Atlas Intel CEO Andrei Roman pushed back: “Many have tried to attack Atlas Intel's reputation when the results were inconvenient.”
The case is testament to the growing judicialization of Brazilian politics. Presidential campaigns are bracing for constant litigation at the Superior Electoral Court, certain that in a hyperpolarized environment, every edge could prove decisive.

Politicians flock to March for Jesus evangelical gathering
Evangelical leaders held the March for Jesus on Thursday, now in its 34th year, timed to coincide with Corpus Christi — a Catholic national holiday celebrating the Eucharist. As the evangelical population expands to 27%, according to the latest census, the march has also entrenched itself as a political stage for candidates courting that demographic.
Flávio Bolsonaro, draped in an Israeli flag, sang gospel from a sound truck and told crowds that Brazil is facing a “spiritual war” and that “evil will be expelled from this country's government this year.”
Lula stayed away, wary of looking like he was mining sacred ground for votes, and sent his solicitor general, Jorge Messias — whose rejected Supreme Court nomination the government now casts as martyrdom. Messias said the event was meant for worship, not politics — but then compared Flávio Bolsonaro to Judas.
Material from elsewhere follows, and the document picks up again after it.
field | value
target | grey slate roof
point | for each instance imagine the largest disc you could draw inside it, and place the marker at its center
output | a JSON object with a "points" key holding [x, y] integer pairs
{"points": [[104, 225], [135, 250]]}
Inflation expectations worsen again
Market analysts nudged up their inflation forecasts again, a worrying signal for President Luiz Inácio Lula da Silva's government ahead of October's election. The Central Bank's weekly Focus survey put median 2026 inflation at 5.11%, up from 3.9% before the war in Iran broke out. The median forecast has soared in each of the past 12 weeks.
The Central Bank's year-end tolerance band runs from 1.5% to 4.5%. As expectations drift further from it, the possibility of the monetary authority cutting the country's benchmark interest rate, currently at 14.5%, diminishes. It also increases the likelihood that the government will renew an oil export levy aimed at keeping more crude in Brazil — a means to tame fuel prices. The official May inflation will be published on Friday.
OTHER STORIES WE’RE FOLLOWING
Will the Senate approve a shorter work week?
The constitutional amendment bill abolishing Brazil's six-day workweek will be debated this week at a meeting of party leaders convened by Senate President Davi Alcolumbre, expected to take place by Wednesday. There is still a lot of uncertainty over how quickly the measure will move through the Senate.
Having complained that he does not want the upper chamber to act as a mere “rubber stamp,” Alcolumbre will lead the leaders' meeting that will decide the bill's fate. The Senate president has already signaled support only for cutting the workweek from 44 to 40 hours, not necessarily for changing the work schedule itself.
Members of the Lula coalition believe that the bill, supported by more than 70% of voters, will further increase the president's electoral standing.

Big Tech appeals
On the Supreme Court's plenary docket for Wednesday are appeals filed by major tech companies, industry associations and other groups against the court's June 2025 trial that increased platforms’ liability for third-party content.
Last year, the justices decided that companies must work proactively to remove “grave criminal content,” which consists of a list spanning incitement to terrorism, child sexual abuse images, hate speech and attacks on Brazil's democratic institutions.
Facebook, X and others asked for a six-month window to implement the new obligations. Aspects of the liability regime are also being challenged. One request seeks to make the presumption of corporate liability rebuttable rather than absolute in cases of unlawful content in ads and in paid, bot-distributed promotions. A rebuttable presumption would give platforms room to prove they bear no fault for the content posted.